Sean Rourke, cientista do Centro MAP para Soluções de Saúde Urbana do Hospital St. Michael, diz que teria gostado da diretrizs para mais detalhadamente abordar como alcançar as comunidades indígenas que enfrentam enormes barreiras aos cuidados de saúde.
Rourke e uma equipe de defensores do HIV têm feito parceria com líderes indígenas para alcançar as pessoas nas comunidades mais atingidas do Canadá. Um programa de testes de VIH lançado em Março para comunidades carenciadas e remotas nas Pradarias testou mais de 15.000 pessoas.

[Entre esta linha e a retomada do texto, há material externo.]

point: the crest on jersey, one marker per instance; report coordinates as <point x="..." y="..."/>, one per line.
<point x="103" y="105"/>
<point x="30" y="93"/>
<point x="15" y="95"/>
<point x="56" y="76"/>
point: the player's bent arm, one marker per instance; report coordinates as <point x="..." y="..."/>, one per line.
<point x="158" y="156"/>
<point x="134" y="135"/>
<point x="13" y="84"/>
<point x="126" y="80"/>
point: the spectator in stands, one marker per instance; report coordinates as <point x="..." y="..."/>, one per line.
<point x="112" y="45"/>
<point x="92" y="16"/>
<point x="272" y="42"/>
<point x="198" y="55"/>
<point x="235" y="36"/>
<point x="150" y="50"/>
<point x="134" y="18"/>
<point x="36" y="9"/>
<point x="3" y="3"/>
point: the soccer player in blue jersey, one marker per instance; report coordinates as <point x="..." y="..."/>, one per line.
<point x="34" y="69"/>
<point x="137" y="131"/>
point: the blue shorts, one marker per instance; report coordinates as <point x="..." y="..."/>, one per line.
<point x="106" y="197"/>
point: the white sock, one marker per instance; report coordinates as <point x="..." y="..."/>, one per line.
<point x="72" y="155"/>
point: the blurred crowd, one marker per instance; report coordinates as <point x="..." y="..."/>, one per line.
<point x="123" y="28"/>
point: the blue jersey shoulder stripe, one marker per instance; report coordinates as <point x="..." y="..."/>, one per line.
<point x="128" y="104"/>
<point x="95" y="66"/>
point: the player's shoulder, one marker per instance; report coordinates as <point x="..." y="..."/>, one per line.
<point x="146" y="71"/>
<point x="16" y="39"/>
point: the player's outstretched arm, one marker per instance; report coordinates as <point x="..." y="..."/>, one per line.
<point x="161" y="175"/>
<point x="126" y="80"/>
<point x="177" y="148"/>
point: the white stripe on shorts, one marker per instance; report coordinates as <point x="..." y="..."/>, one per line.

“Aqueles que são os mais vulneráveis. Está a impactá-los, três ou quatro vezes mais do que teria de outra forma, porque outras coisas aconteceram e a rede de segurança não existe”, disse ele.
Tan diz que é decepcionante ver quão longe o Canadá está de alcançar o seu objectivo de acabar com o VIH como uma crise de saúde pública nos próximos cinco anos.
Ainda assim, diz ele, não devemos desistir.
“É um objectivo muito louvável e importante que tenhamos em mente neste momento em que muitas pessoas sentem que o VIH desapareceu dos holofotes”, disse ele.
“Continuo otimista de que, se mantivermos os olhos no objetivo e realmente aproveitarmos as ferramentas de que dispomos, poderemos realmente fazer a diferença.”